Resources
6 min read
Creating OpenSearch clusters is crucial for organizations aiming to harness the power of distributed search and analytics. These clusters allow businesses to efficiently store, index, and examine extensive amounts of data in real time, offering valuable insights for decision-making and operational efficiency.
A significant advantage of creating OpenSearch clusters is that they support replication and shard allocation, which ensures high availability and fault tolerance. In the event of node failures or network disruptions, data remains accessible, and cluster operations continue uninterrupted, minimizing downtime and ensuring business continuity.
To ease the process of creating OpenSearch clusters, Terraform can be used. By using Terraform to create an OpenSearch cluster it streamlines the process of provisioning and managing infrastructure, enhances consistency and reliability, and improves collaboration and automation within your organization.
In this article, we will outline what Terraform is before showcasing a configuration guide that highlights how to create an OpenSearch cluster with Terraform.
Contents
What is Terraform?
Terraform is an open-source infrastructure as code (IaC) tool developed by HashiCorp. It enables users to outline and provision infrastructure resources using declarative configuration files, instead of manual processes or scripting.
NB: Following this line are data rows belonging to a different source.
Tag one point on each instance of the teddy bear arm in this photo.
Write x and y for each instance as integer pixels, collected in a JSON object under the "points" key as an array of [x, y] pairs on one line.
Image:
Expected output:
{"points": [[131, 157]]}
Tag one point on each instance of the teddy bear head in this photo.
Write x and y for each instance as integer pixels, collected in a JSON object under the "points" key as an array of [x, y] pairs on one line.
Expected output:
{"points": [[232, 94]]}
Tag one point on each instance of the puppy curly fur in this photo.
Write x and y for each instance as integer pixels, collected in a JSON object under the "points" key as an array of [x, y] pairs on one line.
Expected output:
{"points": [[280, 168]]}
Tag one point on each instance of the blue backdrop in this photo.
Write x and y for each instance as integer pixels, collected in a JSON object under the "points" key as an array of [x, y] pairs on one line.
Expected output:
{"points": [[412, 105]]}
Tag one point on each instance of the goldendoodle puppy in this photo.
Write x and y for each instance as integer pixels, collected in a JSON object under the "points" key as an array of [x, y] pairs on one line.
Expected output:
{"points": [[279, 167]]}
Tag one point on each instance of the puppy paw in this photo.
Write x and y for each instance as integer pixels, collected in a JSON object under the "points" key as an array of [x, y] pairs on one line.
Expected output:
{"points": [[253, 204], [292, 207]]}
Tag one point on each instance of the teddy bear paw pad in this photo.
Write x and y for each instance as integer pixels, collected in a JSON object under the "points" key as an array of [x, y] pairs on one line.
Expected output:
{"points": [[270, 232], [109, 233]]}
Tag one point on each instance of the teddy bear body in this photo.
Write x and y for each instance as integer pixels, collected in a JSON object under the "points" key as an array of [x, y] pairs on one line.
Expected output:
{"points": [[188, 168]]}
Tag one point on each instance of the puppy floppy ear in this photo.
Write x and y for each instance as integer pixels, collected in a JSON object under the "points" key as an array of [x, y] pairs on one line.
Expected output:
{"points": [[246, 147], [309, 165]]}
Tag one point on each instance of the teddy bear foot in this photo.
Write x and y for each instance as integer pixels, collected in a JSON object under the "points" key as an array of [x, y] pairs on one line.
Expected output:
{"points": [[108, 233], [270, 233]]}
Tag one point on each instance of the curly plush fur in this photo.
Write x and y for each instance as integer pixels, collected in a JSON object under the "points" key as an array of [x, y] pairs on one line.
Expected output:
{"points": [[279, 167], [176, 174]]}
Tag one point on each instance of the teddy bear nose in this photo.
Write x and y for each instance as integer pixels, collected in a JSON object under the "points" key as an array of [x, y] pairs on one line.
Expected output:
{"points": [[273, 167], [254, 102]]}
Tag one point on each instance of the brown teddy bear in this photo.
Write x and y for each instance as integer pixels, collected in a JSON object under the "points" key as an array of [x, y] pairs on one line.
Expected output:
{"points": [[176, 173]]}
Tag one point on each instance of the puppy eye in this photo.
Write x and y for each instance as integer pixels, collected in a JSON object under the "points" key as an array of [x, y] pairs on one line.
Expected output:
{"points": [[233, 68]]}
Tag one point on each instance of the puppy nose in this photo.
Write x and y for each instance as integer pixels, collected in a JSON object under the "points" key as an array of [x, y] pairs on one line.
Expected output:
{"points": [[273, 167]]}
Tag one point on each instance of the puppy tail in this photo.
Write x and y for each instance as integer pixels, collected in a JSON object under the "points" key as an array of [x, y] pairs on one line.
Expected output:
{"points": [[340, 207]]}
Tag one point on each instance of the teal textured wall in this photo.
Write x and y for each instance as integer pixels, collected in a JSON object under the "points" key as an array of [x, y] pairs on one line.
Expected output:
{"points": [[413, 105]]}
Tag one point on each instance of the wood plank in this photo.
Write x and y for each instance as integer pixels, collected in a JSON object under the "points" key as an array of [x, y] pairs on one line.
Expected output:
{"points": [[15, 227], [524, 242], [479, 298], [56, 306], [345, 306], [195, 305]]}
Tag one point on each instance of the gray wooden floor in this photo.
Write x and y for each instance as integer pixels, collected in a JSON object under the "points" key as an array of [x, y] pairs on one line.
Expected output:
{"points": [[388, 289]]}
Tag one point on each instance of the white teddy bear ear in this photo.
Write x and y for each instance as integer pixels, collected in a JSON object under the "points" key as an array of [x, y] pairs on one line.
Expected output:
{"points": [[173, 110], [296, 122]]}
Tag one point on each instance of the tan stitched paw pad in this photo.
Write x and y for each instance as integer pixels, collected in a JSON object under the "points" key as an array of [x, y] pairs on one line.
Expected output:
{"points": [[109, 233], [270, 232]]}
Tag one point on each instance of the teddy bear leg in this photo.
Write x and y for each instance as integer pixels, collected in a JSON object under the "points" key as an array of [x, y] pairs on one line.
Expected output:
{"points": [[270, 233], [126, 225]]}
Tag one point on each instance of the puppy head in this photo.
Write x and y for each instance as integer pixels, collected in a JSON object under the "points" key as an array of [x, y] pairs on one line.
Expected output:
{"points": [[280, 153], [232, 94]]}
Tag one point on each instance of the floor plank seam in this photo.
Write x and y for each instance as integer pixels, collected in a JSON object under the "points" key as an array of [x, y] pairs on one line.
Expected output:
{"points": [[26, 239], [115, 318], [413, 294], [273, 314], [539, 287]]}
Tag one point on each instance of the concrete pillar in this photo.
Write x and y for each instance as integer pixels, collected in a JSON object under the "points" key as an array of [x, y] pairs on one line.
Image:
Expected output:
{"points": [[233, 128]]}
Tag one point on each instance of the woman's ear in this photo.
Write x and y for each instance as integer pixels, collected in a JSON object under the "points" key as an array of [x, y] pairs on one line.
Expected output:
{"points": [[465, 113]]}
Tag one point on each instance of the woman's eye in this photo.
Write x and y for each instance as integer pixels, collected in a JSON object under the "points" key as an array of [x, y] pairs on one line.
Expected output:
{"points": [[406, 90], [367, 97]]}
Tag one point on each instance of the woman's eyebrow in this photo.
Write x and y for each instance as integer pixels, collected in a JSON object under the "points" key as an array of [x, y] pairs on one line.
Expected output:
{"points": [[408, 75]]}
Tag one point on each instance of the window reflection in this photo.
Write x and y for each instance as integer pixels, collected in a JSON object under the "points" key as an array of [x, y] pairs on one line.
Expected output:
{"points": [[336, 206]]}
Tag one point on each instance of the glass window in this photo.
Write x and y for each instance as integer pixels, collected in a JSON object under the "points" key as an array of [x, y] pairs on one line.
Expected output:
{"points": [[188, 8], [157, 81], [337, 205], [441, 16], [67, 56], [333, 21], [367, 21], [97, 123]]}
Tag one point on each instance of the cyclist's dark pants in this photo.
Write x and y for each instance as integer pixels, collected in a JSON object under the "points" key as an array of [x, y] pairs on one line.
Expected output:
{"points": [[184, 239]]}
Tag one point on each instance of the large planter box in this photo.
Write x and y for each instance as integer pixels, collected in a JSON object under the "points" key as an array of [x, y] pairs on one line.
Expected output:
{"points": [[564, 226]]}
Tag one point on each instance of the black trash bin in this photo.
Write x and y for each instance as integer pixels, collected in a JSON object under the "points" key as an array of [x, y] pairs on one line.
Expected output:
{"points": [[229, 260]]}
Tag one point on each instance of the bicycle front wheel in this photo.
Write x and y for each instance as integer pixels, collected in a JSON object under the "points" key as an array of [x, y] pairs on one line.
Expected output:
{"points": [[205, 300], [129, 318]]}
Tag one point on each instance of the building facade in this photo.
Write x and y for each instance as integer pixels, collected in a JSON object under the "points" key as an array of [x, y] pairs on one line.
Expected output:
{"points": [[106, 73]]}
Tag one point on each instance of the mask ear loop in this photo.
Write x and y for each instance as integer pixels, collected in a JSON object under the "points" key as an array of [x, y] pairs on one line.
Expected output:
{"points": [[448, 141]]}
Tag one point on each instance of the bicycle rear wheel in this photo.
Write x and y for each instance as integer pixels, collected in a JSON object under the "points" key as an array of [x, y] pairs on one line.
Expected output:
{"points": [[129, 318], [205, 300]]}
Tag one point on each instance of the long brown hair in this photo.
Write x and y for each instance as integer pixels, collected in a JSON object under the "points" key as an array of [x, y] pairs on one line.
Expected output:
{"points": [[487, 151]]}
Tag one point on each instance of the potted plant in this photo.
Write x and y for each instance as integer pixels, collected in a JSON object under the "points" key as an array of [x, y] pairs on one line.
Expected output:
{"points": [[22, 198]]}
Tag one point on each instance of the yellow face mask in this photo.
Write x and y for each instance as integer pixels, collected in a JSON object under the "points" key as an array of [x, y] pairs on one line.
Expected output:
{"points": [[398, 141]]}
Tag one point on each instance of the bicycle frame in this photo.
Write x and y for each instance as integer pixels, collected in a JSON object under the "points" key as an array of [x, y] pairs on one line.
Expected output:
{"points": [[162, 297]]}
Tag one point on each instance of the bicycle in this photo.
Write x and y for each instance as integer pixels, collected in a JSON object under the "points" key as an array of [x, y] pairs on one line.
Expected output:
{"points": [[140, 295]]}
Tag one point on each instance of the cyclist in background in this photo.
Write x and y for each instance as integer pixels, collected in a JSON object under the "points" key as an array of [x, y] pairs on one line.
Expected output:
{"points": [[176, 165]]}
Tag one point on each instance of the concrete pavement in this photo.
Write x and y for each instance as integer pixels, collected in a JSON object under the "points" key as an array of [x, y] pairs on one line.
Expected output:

With Terraform, you can manage and automate the deployment of infrastructure components such as virtual machines, containers, networks, storage, and more across multiple cloud providers and on-premises environments.
Benefits of Using Terraform for OpenSearch Deployment
Using Terraform for OpenSearch deployment can streamline your configuration and offer a host of advantages. An example of one of these benefits is that Terraform enables you to outline your OpenSearch deployment infrastructure as code using a declarative configuration language. This allows you to version control your infrastructure, monitor changes, and easily reproduce or scale your deployment across various environments (e.g., development, staging, production) with consistency and reliability.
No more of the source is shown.